Из Лодзи сквозь снежную завесу глухо доносились фабричные гудки, возвещая вечерний перерыв.
— Что с Зоськой? — спросил Блюменфельд у Вильчека, когда они возвращались с кладбища.
— На панель пойдет. Узнав о смерти Кесслера, она пришла в ярость из-за того, что по вине отца ей придется искать нового покровителя. Впрочем, кажется, о ней уже позаботился Вильгельм Мюллер.
— Чем вы сейчас занимаетесь? — поинтересовался Горн, присоединяясь к ним.
— Ищу какое-нибудь новое дело. От Гросглика я ушел, а торговля углем мне порядком надоела.
— Говорят, вы продали участок Грюншпану?
— Продал, — буркнул он и, как от мучительной боли, стиснул зубы.
— Что, никак он вас надул?
— Надул, надул! — повторил Вильчек, словно это признание доставляло ему удовольствие. Продал за сорок тысяч, получил чистыми тридцать восемь с половиной, но все-таки он надул меня! И я ему этого никогда не прощу!
Он поднял воротник шубы, заслоняя пылавшее возмущением лицо и защищаясь от снега, который валил все гуще и больно сек по глазам.

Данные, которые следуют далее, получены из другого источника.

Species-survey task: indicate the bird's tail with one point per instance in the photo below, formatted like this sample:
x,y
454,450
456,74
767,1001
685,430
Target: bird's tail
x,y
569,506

— Ничего не понимаю: такую уйму денег получили, а говорите: вас надули?!
— Вот именно! Послушайте, как было дело: когда уже подписали купчую, а деньги лежали у меня в кармане, этот жид, чтоб ему ни дна ни покрышки! — жмет мне руку… и благодарит… за великодушие. Отдаю, говорит, должное вашему уму, но считать вы умеете только до сорока тысяч. И смеясь, уверяет меня, что готов был заплатить все пятьдесят, так как земля нужна ему позарез. Так глупо позволить провести себя! И теперь они вдобавок еще потешаются надо мной!
Он замолчал и немного отстал, чтобы справиться с душившей его бессильной яростью.
Дело было даже не в деньгах, просто он никак не мог пережить, что обманут каким-то Грюншпаном. И его самолюбие невыносимо страдало.
Ему никого не хотелось видеть и, сдержанно попрощавшись с приятелями, он сел на извозчика и поехал домой. Жил он все в той же лачуге, так как деньги заплатил вперед, до весны.
В доме было холодно, сыро, и, едва высидев в одиночестве до вечера, он отправился на Спацеровую, где теперь постоянно столовался, рассчитывая завязать полезные знакомства и получить доступ в так называемое хорошее общество.